5) Paper/descriptors backup
Core already lets you export the descriptor set (including privkeys) via RPC:
listdescriptors true --> JSON of descriptors with xprv.
dumpwallet <file> --> legacy: all keys + metadata in text.
You can take that JSON/text offline and GPG-encrypt it. Printing a QR is your choice (be mindful of QR size; you'll likely split across multiple QRs). Core doesn't do the QR/encryption for you in the GUI; you'd script this yourself on an air-gapped machine.
Use a long, unique wallet passphrase; Core's KDF has an iteration count but passphrase quality dominates. Make multiple offline backups (wallet.dat and/or listdescriptors true) in separate locations.

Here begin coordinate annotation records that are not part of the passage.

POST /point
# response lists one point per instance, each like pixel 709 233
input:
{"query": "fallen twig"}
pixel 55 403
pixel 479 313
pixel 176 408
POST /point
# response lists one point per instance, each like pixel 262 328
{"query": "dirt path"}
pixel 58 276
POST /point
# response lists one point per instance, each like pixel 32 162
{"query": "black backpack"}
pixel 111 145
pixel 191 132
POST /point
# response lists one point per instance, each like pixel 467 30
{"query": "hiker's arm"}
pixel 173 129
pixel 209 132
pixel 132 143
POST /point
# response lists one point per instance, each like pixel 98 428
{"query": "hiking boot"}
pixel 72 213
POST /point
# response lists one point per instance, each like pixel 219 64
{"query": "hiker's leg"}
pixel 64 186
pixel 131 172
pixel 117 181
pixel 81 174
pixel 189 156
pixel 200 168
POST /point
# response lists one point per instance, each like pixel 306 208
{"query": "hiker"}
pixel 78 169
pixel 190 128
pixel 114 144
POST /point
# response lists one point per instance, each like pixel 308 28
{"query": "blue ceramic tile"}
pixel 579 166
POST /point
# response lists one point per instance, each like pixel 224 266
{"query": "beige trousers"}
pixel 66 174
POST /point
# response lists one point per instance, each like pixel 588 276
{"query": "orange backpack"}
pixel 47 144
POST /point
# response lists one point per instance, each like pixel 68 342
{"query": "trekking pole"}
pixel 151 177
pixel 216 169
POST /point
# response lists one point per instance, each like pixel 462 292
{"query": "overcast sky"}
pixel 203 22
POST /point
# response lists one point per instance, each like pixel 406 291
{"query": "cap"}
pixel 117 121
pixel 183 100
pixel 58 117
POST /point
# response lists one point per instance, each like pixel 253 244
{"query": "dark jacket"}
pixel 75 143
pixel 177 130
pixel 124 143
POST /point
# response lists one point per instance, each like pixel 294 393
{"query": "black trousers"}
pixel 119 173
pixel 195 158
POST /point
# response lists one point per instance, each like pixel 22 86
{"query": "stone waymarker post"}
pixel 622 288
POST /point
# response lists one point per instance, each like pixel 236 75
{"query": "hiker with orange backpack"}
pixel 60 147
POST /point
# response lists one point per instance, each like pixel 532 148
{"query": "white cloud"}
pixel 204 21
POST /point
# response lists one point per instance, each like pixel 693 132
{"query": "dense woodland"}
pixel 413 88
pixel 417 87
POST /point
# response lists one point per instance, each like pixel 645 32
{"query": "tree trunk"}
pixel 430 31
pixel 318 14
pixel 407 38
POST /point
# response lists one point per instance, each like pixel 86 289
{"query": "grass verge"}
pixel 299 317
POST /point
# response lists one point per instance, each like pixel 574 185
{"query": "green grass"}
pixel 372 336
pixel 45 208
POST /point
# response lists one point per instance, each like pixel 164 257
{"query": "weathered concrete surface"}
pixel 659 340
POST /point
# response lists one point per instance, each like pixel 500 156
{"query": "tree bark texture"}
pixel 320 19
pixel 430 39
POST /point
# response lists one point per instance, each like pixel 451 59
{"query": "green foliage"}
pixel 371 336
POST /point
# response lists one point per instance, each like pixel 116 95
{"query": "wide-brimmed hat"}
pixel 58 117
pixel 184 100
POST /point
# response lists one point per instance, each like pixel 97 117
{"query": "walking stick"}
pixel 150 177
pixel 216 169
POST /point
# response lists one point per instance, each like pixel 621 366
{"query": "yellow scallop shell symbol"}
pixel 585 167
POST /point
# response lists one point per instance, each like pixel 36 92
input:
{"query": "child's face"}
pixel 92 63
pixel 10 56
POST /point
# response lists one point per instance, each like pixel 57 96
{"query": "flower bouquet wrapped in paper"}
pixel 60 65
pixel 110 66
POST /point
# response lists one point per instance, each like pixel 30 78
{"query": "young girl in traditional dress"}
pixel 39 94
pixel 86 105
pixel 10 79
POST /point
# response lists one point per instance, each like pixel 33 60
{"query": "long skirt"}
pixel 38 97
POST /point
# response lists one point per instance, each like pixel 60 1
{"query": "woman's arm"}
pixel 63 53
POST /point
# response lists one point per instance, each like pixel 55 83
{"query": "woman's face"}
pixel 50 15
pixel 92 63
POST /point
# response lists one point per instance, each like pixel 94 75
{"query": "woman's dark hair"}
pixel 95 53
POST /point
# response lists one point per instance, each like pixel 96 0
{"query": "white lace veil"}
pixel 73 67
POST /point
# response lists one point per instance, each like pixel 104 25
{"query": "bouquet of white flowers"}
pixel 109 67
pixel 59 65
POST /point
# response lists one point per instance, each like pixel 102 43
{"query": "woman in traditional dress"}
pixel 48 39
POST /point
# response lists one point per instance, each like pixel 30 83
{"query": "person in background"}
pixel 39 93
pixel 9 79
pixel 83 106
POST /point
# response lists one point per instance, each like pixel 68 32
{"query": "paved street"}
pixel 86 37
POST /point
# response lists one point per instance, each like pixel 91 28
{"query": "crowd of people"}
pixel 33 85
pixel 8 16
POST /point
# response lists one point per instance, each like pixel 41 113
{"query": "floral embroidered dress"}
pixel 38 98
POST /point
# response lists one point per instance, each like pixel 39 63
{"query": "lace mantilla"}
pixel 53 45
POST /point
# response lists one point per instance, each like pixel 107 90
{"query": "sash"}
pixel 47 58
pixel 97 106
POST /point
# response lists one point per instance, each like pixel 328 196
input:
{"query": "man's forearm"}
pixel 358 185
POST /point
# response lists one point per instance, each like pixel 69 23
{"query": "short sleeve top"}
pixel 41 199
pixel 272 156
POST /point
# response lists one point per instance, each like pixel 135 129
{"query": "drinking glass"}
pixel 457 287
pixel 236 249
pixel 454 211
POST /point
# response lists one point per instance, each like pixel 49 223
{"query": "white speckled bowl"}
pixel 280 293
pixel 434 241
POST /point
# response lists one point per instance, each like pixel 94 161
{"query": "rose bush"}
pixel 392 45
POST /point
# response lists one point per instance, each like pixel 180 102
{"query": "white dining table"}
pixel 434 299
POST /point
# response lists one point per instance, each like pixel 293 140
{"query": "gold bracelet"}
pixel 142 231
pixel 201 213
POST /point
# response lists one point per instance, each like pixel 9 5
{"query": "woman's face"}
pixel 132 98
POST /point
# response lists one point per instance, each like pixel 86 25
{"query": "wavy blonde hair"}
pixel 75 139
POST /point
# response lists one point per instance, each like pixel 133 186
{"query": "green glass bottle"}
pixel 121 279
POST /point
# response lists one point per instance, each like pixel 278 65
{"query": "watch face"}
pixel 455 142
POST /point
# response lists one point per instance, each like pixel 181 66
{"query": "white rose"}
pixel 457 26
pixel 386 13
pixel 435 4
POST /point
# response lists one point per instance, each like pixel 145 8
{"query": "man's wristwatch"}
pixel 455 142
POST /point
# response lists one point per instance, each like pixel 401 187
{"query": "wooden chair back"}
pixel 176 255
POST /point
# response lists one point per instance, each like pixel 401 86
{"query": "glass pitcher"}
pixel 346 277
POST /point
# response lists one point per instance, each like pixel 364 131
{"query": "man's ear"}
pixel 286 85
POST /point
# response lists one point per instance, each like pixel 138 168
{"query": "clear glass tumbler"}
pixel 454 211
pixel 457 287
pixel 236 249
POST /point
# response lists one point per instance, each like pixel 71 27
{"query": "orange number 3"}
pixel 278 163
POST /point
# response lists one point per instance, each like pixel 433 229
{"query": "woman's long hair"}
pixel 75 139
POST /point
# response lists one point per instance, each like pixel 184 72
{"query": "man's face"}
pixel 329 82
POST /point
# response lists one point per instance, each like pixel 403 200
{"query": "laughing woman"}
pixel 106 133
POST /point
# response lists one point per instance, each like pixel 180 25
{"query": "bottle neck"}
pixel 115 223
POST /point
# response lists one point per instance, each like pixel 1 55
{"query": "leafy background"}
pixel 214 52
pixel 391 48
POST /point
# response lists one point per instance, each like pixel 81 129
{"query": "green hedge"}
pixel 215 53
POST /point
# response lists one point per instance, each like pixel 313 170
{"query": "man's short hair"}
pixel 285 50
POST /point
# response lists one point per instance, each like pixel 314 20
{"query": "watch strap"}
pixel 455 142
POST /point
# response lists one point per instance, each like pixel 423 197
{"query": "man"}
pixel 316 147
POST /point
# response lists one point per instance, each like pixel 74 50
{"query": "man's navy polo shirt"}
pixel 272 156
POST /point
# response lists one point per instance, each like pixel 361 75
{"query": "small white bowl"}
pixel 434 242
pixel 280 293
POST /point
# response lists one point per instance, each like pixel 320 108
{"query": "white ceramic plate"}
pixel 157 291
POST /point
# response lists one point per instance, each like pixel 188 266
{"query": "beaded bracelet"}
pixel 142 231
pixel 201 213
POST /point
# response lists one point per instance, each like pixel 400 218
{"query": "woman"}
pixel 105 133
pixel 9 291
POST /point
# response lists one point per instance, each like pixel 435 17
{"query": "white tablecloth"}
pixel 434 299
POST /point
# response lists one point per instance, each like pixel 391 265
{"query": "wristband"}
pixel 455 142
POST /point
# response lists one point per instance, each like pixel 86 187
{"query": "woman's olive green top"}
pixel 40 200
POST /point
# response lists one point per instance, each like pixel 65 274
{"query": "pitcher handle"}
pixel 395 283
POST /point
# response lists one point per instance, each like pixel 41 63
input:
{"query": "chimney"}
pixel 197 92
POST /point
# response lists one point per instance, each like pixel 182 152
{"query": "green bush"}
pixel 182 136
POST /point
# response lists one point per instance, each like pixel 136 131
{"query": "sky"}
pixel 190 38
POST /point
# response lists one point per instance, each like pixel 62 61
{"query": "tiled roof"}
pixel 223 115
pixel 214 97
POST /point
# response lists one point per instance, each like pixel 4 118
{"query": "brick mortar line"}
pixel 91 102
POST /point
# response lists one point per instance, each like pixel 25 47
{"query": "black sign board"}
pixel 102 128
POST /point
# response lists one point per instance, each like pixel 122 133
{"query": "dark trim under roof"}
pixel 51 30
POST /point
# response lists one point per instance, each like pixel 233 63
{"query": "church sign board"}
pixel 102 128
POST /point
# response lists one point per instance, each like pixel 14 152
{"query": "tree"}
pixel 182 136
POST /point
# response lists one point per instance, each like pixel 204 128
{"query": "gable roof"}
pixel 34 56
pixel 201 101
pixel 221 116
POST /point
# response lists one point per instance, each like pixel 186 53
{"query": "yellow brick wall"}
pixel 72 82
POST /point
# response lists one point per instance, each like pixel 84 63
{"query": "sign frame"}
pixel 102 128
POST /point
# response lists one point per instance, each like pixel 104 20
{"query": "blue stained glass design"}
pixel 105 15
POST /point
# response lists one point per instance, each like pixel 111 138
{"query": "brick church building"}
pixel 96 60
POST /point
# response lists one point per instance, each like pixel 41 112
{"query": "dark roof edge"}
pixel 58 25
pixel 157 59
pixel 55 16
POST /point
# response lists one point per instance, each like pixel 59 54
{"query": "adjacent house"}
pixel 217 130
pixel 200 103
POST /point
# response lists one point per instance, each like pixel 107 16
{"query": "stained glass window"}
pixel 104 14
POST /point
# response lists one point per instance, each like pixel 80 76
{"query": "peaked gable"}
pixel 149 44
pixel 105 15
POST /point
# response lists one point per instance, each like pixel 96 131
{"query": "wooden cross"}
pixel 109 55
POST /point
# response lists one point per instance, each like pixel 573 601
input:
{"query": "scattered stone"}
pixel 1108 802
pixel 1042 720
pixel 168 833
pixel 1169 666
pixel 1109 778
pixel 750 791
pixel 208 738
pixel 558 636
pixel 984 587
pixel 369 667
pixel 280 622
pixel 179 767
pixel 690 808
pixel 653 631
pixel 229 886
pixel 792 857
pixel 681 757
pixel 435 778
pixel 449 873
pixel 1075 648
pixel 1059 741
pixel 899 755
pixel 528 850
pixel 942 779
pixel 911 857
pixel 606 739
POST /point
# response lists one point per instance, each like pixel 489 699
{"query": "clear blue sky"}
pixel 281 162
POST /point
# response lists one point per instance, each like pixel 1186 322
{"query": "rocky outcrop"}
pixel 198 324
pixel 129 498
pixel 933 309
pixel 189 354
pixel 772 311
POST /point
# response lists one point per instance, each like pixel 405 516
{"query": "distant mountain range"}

If you want extra protection at rest, put the backup inside an encrypted container or GPG it--in addition to Core's native encryption. Test your restore procedure once, then seal the backups.
The above setup gives you: usable day-to-day wallet (locked), plus verifiable offline backups with defense-in-depth.
I think we both described the same process for step (5). What I am actually asking is whether there is a good, recommended by Core's developers, in order to back up the wallet.dat in a physical medium, rather than a digital one. But, writing an XPRV isn't the optimal way, because it lacks encryption. So, I am wondering if they do it, if they recommend it and if they endorse it in general as a concept.